Multimodality imaging combining the various specific diagnostic qualities of CT and MRI is valuable to identify the exact composition and architecture of this complex malformation. CT and MRI give complimentary information. CT is exquisitely sensitive to bony abnormalities allowing for a detailed evaluation of the skull base and craniocervical anomalies. Modern MRI techniques allow for high resolution anatomical soft tissue imaging (T1- and T2-weighted MR sequences) while advanced functional MRI sequences (diffusion weighted imaging and diffusion tensor imaging, DWI/DTI) allow for the non-invasive detailed evaluation of the microstructural neuro-architecture including information about the course, size, and integrity of normal and anomalous white matter tracts. Combining the various qualities of information, these specific data will assist in making decisions about treatment options (e.g., surgery, endocrinology), and may prevent or limit future complications (e.g., respiratory complications, cerebrospinal fluid leakage after skull base surgery, cranio-cervical instability), allowing for patient and parental counseling (e.g., what to expect in the future) and finally may help to better understand the embryological and etiological nature of this malformation.

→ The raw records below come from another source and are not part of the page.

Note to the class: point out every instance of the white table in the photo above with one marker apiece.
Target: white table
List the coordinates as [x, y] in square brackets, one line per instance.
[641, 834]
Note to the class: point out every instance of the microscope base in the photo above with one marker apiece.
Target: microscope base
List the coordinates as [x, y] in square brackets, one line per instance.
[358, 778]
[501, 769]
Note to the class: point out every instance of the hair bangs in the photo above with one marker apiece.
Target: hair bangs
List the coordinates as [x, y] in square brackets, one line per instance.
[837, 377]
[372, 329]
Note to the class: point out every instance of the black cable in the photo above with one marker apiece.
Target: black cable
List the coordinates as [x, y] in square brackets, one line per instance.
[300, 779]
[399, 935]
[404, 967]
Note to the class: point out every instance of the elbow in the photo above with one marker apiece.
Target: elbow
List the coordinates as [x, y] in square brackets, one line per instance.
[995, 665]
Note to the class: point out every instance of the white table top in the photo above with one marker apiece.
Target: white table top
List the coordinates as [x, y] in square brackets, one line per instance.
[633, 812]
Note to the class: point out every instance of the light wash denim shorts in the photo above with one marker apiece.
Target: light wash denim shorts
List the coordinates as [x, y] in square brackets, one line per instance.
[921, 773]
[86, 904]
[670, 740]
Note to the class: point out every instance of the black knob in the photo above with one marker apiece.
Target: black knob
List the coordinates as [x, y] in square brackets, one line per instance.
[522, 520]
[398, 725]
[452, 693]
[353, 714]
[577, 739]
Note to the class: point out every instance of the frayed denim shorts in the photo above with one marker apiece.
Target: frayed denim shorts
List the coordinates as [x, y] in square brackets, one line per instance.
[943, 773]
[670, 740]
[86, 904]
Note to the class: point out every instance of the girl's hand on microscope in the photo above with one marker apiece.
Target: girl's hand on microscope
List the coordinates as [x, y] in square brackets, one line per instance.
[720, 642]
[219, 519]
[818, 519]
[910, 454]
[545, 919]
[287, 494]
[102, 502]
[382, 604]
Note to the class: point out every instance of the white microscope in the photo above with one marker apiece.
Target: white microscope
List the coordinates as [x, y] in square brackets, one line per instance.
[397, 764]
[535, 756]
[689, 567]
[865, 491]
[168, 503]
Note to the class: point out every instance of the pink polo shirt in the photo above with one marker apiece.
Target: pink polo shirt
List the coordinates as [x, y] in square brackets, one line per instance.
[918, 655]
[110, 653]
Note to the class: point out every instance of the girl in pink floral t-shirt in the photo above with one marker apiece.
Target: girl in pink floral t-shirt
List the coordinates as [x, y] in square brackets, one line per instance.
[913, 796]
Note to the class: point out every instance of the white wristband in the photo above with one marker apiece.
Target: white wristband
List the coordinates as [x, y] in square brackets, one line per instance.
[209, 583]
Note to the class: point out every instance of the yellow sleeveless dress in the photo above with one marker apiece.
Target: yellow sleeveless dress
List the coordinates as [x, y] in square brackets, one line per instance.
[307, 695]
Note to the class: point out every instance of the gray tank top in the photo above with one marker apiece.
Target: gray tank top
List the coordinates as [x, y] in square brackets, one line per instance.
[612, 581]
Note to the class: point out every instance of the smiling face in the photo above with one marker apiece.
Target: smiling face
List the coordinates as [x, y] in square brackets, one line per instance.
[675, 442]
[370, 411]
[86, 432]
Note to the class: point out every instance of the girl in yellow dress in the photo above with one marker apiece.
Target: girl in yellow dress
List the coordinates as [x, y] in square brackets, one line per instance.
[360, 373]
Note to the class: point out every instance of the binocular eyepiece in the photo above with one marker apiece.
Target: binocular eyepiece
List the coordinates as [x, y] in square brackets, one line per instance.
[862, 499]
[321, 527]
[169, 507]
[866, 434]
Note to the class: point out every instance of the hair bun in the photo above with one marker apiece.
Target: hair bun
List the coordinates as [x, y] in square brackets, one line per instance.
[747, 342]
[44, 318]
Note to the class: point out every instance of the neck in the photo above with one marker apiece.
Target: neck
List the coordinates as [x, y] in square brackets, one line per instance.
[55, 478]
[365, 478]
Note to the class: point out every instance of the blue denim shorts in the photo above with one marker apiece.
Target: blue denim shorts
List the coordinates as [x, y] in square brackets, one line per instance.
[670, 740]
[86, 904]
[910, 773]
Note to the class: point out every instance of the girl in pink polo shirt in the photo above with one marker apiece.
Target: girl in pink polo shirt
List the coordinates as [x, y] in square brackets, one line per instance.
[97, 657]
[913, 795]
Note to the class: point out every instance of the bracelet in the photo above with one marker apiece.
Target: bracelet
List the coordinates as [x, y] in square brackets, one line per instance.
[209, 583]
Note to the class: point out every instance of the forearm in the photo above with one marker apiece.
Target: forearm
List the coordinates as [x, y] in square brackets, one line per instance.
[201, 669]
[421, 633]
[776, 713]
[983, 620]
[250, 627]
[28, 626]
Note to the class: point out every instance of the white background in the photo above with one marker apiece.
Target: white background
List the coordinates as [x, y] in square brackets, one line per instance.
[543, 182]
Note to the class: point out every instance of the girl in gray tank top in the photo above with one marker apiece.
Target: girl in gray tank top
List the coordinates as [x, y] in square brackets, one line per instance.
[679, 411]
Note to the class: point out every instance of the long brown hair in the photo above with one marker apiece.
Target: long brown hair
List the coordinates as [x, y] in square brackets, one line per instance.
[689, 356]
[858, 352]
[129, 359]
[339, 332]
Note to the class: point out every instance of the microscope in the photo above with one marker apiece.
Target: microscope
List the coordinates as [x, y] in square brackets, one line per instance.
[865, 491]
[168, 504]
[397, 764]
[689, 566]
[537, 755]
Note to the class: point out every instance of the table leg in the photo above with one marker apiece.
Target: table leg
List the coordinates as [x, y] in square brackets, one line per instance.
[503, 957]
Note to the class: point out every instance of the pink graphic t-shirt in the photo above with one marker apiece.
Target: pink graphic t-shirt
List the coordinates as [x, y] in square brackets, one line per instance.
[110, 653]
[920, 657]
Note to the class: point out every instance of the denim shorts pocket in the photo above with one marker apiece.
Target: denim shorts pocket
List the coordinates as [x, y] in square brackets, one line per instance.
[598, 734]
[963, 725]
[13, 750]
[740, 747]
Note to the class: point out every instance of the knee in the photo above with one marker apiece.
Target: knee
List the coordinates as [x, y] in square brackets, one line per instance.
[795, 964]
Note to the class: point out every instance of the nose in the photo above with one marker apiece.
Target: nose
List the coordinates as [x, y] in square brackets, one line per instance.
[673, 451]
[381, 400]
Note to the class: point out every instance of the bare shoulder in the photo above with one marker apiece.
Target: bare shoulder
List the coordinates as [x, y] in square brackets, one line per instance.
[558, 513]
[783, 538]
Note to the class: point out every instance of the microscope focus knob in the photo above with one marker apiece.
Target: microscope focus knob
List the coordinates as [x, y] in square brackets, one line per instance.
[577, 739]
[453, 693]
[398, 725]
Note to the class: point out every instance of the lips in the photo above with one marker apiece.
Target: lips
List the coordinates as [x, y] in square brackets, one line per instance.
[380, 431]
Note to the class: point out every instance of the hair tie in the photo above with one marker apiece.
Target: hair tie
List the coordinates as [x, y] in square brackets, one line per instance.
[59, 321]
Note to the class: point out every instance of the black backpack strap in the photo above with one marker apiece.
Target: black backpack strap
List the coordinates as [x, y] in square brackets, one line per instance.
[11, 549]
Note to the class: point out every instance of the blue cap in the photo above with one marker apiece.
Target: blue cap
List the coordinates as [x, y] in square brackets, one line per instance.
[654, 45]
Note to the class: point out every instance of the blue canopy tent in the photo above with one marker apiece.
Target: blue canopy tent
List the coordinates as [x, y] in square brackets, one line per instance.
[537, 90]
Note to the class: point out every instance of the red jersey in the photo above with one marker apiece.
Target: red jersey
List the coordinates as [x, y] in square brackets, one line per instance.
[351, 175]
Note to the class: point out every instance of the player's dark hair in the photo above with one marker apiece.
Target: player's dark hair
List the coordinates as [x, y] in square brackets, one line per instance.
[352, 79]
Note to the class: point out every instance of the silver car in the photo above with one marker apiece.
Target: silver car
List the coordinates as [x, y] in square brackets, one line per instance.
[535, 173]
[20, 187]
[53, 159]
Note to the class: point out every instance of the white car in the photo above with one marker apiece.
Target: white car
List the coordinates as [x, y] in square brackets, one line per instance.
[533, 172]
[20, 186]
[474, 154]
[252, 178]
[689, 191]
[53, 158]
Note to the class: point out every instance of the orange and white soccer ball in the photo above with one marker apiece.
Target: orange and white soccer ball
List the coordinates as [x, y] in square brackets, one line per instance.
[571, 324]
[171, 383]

In conclusion, we report a rare case of DPG with associated midline anomalies (DPG-plus syndrome). Qualitative interpretation of DTI yielded normal white matter organization of the brain. Further research focused on advanced MR imaging techniques, such as DTI to obtain detailed non-invasive qualitative and quantitative information on the neuro-architecture of white matter tracts in DPG-plus syndrome may help to give more insight into the understanding of this rare syndrome.